My breath hitched when his fingers splayed across my bare thigh. “Friends don’t let friends have angry sex?”
“Something like that.” He pulled me down so he could nuzzle my breasts through my T-shirt.
“Is that what we are? Friends?” My voice had a decidedly rough edge to it that I blamed on his morning whiskers as they brushed across my breasts. Even through my T-shirt and bra, I could feel the abrasion. It made my nipples cheer with happiness.
“I’d like to think so,” he murmured against one breast before tipping his head back. His reddish brown whiskers glinted in the sunlight that streamed in through the window. Through it, I had a glimpse of another castle ruins, but at that moment, the only sight I wanted to see was sprawled out before me. “If you are asking if we are anything more, I would have to say that I don’t know.

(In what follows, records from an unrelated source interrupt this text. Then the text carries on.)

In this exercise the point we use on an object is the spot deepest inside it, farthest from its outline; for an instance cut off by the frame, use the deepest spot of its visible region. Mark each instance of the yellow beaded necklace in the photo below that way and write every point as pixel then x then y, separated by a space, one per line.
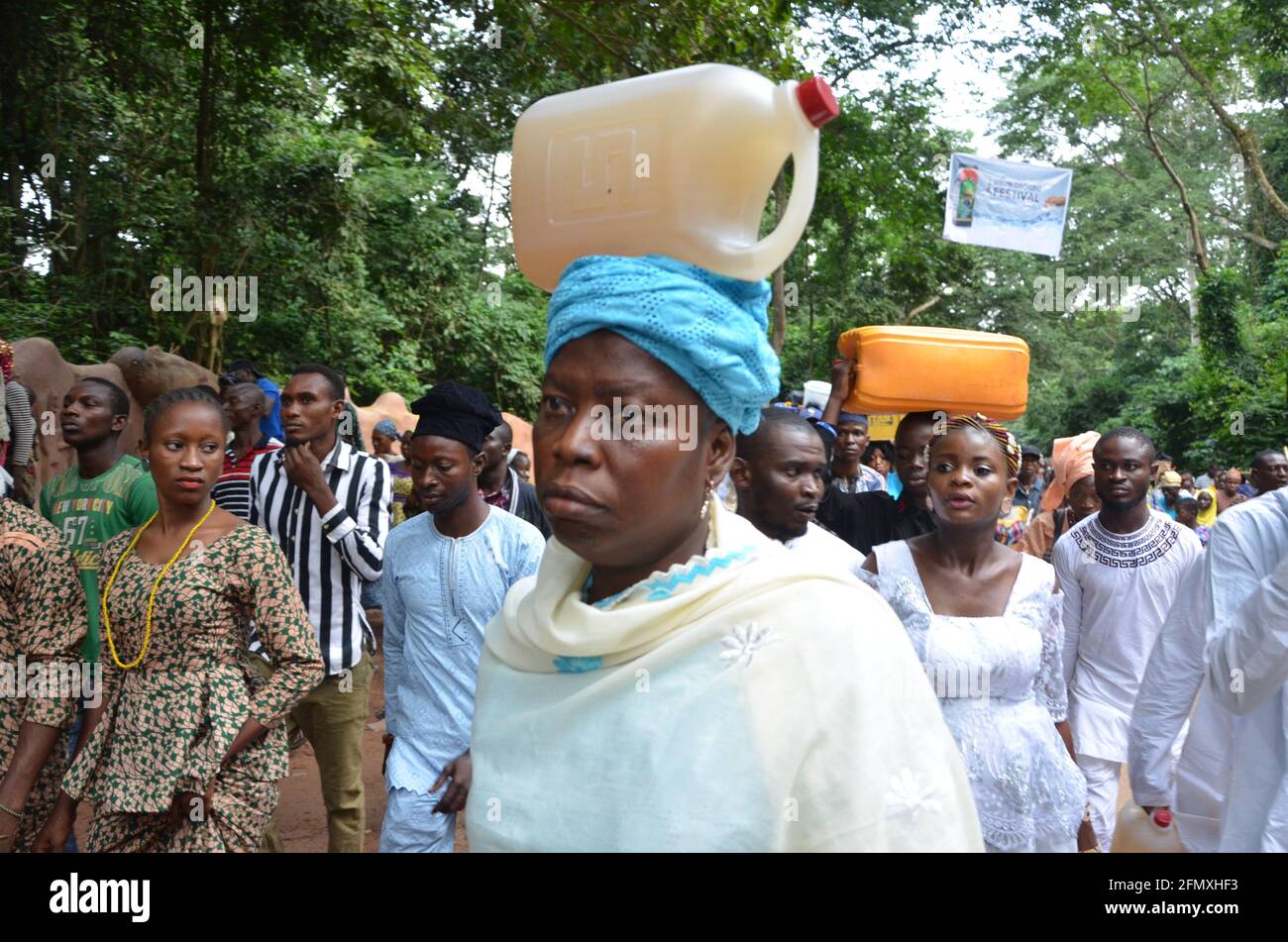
pixel 153 594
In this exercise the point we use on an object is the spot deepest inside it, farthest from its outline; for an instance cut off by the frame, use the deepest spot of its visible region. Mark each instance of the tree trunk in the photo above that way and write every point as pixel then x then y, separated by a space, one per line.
pixel 778 332
pixel 1193 284
pixel 204 162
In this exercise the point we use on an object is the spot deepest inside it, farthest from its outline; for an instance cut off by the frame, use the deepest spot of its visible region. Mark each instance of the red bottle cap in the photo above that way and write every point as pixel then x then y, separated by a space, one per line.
pixel 816 100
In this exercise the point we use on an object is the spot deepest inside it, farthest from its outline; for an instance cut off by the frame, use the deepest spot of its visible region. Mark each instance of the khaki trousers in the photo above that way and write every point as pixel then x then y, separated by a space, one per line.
pixel 333 718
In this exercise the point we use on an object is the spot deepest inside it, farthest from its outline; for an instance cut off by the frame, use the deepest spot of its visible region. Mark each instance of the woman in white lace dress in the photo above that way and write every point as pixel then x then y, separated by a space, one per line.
pixel 986 624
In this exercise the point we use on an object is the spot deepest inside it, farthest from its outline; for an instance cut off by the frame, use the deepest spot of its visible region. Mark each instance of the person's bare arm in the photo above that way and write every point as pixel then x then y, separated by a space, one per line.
pixel 842 373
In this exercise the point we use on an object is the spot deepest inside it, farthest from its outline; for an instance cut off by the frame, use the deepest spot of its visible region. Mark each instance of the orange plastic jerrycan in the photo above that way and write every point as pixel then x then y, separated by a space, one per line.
pixel 677 162
pixel 930 368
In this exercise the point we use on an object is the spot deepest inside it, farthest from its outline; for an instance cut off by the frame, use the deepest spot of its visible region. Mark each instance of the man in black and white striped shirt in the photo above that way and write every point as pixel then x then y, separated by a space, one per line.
pixel 329 506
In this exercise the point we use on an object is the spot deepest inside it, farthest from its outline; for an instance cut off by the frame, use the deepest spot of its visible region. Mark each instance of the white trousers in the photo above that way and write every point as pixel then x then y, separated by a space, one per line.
pixel 411 825
pixel 1102 778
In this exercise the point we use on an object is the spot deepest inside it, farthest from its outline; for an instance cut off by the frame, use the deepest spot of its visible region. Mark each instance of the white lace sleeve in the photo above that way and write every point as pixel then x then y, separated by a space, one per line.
pixel 1050 686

Do you?”
I bit his nose, then kissed it, then kissed him properly, little shivers of delight rippling down to my toes at the rasp of his tongue next to mine. “I don’t know what we are, either,” I managed finally to say. “Other than—”
His cell phone, which was on the nightstand next to his side of the bed, buzzed and started playing a tune indicative of a call.
“Really?” I said as he reached for it. “‘Moves Like Jagger’?”
“That would be one of my brothers’ fault. Rupert got to my phone one day and reprogrammed my manly, uncomplicated ringtone with various embarrassing songs. I still haven’t cleaned out all of them.” He frowned at the phone. “Er . . . I should probably take this.”
I patted his leg as I got off the bed and headed for the bathroom. “That’s fine, I need to take a shower after jogging around the deck a bazillion times. Tell your penis to think happy thoughts until I’m back.”
It was tempting to stick my ear to the bathroom door in an attempt to overhear what call Elliott had to take, but I told myself that there was nothing unusually mysterious about getting a phone call. If the cost hadn’t been so prohibitive, I would have been calling back home and gloating to various girlfriends about the fact that I was snuggle-bunny to a real-life baron. As it was, I managed to post online for their delectation not only pictures of t
he various sights I’d visited but several shots covertly taken of Elliott. My Facebook page never had so many likes. I was still smiling smugly to myself over that when I emerged from the bathroom. “All righty, here I am, all clean and ready to get dirty again.”
Wrapped in nothing but a large towel, I sashayed my way over to him, but stopped when I got a good look at his face. It was as unhappy as his penis. “What’s wrong, Elliott?”
He set down the phone that he was still holding. “I’m not sure if I should tell you.”
For ten horrible seconds, every disasterous scenario I’d ever imagined ran through my brain. “Oh my god, has a war broken out? Another terrorist attack? Is one of my friends dead?”
He got up quickly, and took my hands in his, saying, “No, nothing like that. I’m sorry to have frightened you.”
“Oh, thank god.” I took a couple of deep breaths and willed my pulse to return to normal. “I hope it’s not something with your family.”
“It’s not.” He stood holding my hands, an odd look on his face. “Alice, you haven’t been in communication with Patrick, have you?”
“No. Why?”
He let go of my hands, rubbing his face while looking extremely thoughtful. “Then how the hell did he know we had . . . erm . . . become lovers?”
Confusion quickly gave way to overwhelming guilt. “Um . . . he might have seen it online.”
“Seen what online?”
I sat on the edge of the bed and felt about three inches high. “I . . . er . . . posted some pictures of you on my Facebook page. I didn’t put your name or anything, so no one can identify you, but I wanted to show you off to my friends. So I put up a couple of pictures of you, and said we were having a great time, and . . . and . . . well, it’s possible he saw them there, and drew obvious conclusions. Why, did he call you?”
“Yes.” His lips twisted, and he, too, sat on the edge of the bed. “He tore a strip off me, as a matter of fact. I pointed out that he had broken up with you, and you had accepted that fact and moved on, but evidently Patrick feels that I had no right to, as he put it, put my move on you.”